First to the Pentecost. It is the teaching of the Church that the Holy Spirit descending upon the Apostles and indwelled them on the day of Pentecost. To say that it was only a mere realization is, in my opinion, a serious departure from the Church's teaching.
On the fasting of Jesus. We have no reason to believe that Jesus did not literally fast for 40 days. People do this today, it is not like it can't be done.
Same with the parting of the Red Sea. Why couldn't this have happened? Scientist, in fact, have postulate theories that would explain how the Read Sea was indeed parted – such as the explosion of a major volcano in the Mediterranean Sea known to have occurred about the time of the Red Sea Crossing. The scientists theorize that it would have been possible for the Red Sea to have parted at a section that is very shallow and which drops off in depth. The water levels could have changed in such a way as to part the sea just long enough for Israel to have crossed.
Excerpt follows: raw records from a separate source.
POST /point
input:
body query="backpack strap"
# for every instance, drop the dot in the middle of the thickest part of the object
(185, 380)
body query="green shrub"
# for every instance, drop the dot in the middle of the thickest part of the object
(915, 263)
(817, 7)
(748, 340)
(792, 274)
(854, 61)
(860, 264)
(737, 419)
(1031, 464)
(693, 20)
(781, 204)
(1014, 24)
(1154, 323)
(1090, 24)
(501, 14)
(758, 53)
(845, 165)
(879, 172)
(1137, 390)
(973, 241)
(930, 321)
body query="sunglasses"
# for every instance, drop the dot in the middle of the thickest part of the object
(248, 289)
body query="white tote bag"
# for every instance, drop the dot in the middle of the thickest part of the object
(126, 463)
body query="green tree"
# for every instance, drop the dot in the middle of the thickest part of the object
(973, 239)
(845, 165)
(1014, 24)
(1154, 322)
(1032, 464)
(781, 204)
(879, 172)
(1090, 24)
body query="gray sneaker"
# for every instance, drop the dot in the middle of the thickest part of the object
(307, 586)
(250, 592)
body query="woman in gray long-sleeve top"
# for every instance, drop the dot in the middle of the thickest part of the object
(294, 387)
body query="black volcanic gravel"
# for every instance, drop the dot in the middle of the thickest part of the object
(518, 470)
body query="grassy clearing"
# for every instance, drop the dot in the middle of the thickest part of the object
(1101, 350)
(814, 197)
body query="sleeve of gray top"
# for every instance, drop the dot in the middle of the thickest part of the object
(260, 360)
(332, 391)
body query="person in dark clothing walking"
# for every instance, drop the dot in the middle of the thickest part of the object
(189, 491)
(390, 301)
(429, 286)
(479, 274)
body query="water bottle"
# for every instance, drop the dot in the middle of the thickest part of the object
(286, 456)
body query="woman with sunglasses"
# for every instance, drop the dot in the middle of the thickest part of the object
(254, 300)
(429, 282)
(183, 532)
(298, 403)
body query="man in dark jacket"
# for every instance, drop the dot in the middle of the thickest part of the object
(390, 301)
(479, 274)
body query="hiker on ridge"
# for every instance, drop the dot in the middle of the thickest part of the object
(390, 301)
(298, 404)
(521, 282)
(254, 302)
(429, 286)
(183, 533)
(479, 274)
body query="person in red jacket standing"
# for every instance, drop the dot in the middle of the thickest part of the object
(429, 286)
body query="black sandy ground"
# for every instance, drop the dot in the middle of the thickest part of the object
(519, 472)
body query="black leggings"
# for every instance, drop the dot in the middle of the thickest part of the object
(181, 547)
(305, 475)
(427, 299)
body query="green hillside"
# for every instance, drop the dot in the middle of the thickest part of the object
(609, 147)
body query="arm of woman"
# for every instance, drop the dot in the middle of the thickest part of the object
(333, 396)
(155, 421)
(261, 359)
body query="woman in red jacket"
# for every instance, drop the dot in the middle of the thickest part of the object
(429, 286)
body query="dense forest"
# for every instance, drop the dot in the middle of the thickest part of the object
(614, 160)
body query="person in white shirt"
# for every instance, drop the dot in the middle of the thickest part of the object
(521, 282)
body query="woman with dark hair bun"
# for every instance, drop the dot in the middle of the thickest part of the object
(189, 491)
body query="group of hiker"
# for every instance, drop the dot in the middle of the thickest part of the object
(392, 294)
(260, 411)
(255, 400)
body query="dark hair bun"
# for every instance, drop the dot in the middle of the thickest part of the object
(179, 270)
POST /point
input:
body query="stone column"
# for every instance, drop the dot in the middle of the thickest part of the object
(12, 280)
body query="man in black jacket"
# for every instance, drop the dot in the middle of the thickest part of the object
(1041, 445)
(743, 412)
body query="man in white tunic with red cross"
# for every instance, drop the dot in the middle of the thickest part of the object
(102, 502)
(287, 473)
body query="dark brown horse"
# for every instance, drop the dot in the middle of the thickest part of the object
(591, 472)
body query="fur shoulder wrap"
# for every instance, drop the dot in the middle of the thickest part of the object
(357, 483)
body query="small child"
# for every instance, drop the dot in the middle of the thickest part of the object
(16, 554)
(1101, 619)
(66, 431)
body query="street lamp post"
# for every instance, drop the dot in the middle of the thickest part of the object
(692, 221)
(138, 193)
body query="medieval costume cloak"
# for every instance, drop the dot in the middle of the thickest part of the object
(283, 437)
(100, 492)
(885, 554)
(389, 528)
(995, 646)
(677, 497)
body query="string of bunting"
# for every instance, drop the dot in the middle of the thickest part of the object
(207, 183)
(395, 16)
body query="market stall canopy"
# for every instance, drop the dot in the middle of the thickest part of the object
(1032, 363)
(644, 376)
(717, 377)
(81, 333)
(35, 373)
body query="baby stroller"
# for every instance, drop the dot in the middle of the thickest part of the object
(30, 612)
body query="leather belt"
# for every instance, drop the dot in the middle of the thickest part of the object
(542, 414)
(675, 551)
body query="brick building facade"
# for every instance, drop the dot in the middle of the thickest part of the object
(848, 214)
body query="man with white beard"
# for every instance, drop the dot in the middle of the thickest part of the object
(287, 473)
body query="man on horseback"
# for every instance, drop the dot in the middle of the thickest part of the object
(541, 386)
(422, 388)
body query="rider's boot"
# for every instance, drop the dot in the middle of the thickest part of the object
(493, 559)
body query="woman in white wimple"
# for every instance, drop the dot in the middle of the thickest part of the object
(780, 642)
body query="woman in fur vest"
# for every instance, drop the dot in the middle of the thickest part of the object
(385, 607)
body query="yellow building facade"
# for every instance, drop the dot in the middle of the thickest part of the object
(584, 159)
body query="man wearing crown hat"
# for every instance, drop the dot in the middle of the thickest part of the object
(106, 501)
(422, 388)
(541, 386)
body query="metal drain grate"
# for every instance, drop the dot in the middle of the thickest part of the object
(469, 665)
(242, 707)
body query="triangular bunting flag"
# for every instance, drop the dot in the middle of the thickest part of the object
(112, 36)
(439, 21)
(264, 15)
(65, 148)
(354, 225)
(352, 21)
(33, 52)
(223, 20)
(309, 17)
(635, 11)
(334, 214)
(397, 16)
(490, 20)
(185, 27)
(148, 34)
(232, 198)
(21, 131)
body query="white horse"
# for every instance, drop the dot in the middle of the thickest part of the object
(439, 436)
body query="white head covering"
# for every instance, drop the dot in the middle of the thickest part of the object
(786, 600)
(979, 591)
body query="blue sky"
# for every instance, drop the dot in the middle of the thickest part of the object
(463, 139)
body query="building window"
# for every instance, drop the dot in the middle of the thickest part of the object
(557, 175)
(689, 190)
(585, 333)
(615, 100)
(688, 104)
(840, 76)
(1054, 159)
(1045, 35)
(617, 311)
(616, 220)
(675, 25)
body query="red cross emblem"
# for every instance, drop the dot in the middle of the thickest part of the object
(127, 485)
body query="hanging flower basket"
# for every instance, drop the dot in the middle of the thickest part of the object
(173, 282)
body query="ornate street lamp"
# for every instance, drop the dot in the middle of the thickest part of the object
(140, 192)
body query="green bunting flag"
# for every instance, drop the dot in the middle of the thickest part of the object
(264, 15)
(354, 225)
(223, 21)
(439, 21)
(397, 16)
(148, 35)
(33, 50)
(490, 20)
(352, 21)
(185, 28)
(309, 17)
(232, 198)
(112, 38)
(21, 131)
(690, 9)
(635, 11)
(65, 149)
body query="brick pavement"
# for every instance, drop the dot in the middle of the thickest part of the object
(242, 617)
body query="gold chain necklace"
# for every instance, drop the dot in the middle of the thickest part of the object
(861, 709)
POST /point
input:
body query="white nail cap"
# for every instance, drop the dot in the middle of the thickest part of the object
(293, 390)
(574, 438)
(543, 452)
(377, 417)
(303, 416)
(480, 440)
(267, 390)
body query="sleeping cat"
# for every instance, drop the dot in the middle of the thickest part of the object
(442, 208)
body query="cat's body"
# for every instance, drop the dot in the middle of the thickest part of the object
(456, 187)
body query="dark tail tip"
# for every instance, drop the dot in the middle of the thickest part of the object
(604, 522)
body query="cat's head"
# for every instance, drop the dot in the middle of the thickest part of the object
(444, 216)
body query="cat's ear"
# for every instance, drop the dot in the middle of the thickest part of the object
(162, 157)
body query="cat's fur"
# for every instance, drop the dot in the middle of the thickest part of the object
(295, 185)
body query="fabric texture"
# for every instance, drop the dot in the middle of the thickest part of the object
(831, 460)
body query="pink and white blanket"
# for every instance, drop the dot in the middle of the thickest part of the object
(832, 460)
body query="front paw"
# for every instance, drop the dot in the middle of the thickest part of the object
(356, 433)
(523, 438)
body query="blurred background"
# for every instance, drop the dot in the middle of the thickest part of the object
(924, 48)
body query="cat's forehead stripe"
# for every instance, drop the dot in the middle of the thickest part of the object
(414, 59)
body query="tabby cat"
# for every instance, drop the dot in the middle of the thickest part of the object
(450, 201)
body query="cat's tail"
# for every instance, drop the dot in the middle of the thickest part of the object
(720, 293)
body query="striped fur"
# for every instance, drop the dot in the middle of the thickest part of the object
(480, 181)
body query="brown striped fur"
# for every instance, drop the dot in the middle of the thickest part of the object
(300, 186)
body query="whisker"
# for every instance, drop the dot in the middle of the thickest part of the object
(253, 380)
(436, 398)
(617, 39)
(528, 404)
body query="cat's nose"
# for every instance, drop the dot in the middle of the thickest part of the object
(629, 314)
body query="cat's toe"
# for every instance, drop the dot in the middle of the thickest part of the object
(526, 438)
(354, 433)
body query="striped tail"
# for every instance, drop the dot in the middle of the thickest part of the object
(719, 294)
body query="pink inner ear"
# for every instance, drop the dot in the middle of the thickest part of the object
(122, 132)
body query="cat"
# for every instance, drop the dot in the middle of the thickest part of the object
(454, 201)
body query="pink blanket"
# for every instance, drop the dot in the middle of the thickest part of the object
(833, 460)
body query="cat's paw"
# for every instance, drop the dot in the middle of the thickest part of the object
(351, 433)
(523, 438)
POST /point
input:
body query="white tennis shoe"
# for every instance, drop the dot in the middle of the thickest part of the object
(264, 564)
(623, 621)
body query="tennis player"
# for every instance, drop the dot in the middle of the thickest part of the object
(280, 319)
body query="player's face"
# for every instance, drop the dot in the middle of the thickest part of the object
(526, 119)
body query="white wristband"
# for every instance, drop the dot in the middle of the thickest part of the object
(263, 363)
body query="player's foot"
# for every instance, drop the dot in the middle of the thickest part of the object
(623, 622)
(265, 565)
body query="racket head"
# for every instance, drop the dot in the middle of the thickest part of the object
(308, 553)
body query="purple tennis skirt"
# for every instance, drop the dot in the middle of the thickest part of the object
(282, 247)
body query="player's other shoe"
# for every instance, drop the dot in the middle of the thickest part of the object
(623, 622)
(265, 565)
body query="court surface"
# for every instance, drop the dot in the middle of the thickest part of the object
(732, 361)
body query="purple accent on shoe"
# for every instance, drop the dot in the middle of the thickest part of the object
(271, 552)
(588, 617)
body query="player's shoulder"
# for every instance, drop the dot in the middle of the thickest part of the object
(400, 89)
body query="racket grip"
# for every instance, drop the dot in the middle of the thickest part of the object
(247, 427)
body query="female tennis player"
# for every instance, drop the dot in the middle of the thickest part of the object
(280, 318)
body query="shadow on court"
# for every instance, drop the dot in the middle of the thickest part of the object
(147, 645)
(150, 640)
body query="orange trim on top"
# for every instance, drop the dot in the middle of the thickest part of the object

This is just one possible theory, but one that is possible. The parting of the Red Sea could have happened.
The story of Jonah, however, is generally considered to be a myth with the motivation of telling a religious truth. However, even this event is possible. In modern times whole animals have been found in the bellies of large whales.
The most important aspect of all stories in the Bible is their religious truth, not their historical accuracy. But, I have found that people who so quickly and readily dismiss these stories as mere myths are people who generally are lacking faith in other areas. They don't seem to give God the benefit of the doubt that he could indeed perform a miracle. Most of these people, from my experience also de-miracle-ize the Bible. Whether they know it or not consciously, I believe that many of these people are denying the power of God and trying to bring humanism into Scripture.
The statement that Pentecost was merely a realization of the Apostles and not an supernatural outpouring of the Holy Spirit is certainly a humanistic notion that one would hope would never come from a priest.
No, Frances, these things are not just what a fundamentalist believes, what they are saying is what a liberal humanist believes.
Ignore their imprudent dismissal of supernatural realities of God. But do keep in mind that many stories, like that of Jonah, are meant to express a religious truth and not be a historical record. But that doesn't mean that they are all myths.
I certainly believe that Jesus fasted for 40 days; I certainly believe the Red Sea was parted, and although scholars are in general agreement that Jonah is most likely a myth, I personally believe in the reality of the story myself.
It is not so important whether we agree on the historical accuracy of some of these stories, but it is important to agree upon the religious truths.